Die Tischnachbarn von Jonathan drehen sich sofort um und schauen auf sein Gemälde. „Du kannst aber toll malen“, findet Christina.
„Kannst du mir auch so ein schönes Bild malen?“, fragt Sarah.
„Was soll das sein?“, erkundigt sich Bea.
„Das da bin ich“, Jonathan zeigt mit dem Pinsel auf eine der beiden Figuren auf seinem Blatt, „und das andere ist meine Schwester.“
Ich stehe von meinem Platz auf, gehe auch zu Jonathans Tisch und staune. Der Kerl kann wirklich gut malen! Ein Junge und ein Mädchen tanzen auf einer Blumenwiese. Die Sonne scheint und das ganze Bild sieht hell und fröhlich aus. Wenn Jonathan so weiter macht, hängen seine Bilder in fünfhundert Jahren auch in einem Museum und sind mehrere Millionen Euro wert.
„Und was hat das mit der Bibel zu tun?“, fragt Bea weiter.
Sarah beugt sich über das Blatt: „Ich dachte, deine Schwester sitzt im Rollstuhl! Oder hast du noch mehr Schwestern?“
„Nein, ich habe nur die eine Schwester. Sina. Ja, sie sitzt im Rollstuhl. Mit der Bibel hat das wohl nichts zu tun. Aber wir sollten ja auch malen, woran wir glauben. Und ich glaube, dass meine Schwester eines Tages wieder laufen kann. Oder … wenn das mit dem Himmel stimmt, wie es Herr Jung manchmal in Reli erzählt … dann glaube ich, dass Sina spätestens da wieder laufen kann und dass wir zusammen rumtoben können.“
Deborah, die inzwischen auch an Jonathans Tisch steht, sagt: „Ja, das glaube ich auch. Im Himmel ist alles Schlimme weg.“
„Du kannst voll schön malen“, lobt ihn Sarah. „Bestimmt gewinnst du den Wettbewerb.“
„Oh super“, freut sich Mandy, „dann brauche ich mich nicht mehr anzustrengen und wir bekommen trotzdem als ganze Klasse das Eis von Herrn Hohmann!“
Es klingelt. Die Kunst-Stunde ist zu Ende und ich habe noch nicht mal angefangen, etwas zu malen. Ganz toll.

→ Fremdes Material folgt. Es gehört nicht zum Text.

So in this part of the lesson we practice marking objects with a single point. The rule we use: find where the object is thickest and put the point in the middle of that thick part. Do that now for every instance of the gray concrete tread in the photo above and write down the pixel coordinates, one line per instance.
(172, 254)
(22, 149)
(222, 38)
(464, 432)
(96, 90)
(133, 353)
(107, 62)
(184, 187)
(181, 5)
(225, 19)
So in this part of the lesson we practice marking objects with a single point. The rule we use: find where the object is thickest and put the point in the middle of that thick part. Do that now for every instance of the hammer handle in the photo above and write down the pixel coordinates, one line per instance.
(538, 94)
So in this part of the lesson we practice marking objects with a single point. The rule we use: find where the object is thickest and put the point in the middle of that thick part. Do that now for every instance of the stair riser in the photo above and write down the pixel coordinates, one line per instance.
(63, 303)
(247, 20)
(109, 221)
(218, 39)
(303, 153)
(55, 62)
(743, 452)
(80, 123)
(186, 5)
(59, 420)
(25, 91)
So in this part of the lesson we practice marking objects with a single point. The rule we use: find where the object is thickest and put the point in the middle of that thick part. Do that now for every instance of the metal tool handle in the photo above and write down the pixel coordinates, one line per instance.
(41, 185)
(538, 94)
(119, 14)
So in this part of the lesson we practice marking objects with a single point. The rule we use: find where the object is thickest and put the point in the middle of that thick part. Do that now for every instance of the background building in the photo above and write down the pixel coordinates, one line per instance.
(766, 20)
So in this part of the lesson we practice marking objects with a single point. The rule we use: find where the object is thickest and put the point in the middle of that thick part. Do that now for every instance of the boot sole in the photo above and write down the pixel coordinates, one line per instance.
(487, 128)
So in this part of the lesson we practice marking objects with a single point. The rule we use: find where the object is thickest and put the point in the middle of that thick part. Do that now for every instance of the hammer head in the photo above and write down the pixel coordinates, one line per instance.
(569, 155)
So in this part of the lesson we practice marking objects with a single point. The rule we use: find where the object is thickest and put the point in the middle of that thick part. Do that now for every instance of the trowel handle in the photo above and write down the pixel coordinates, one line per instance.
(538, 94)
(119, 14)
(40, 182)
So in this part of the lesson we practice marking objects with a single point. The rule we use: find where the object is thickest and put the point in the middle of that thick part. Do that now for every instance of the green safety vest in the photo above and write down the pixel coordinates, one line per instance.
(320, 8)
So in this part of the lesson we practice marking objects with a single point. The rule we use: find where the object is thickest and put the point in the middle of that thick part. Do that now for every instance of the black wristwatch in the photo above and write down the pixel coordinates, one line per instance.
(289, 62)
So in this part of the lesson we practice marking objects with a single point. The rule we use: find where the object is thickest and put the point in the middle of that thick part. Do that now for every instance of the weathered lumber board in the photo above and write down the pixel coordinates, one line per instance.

„Wie ich sehe, sind noch nicht alle mit ihrem Bild fertig geworden“, stellt Herr Hartmann fest, während wir schon laut und hektisch unsere Sachen einpacken. „Da der Abgabetermin für den Malwettbewerb aber am Donnerstag ist, bitte ich euch, die Bilder zu Hause zu Ende zu malen und spätestens übermorgen abzugeben.“
Auch das noch! Hausaufgaben in Kunst! Das hatten wir noch nie!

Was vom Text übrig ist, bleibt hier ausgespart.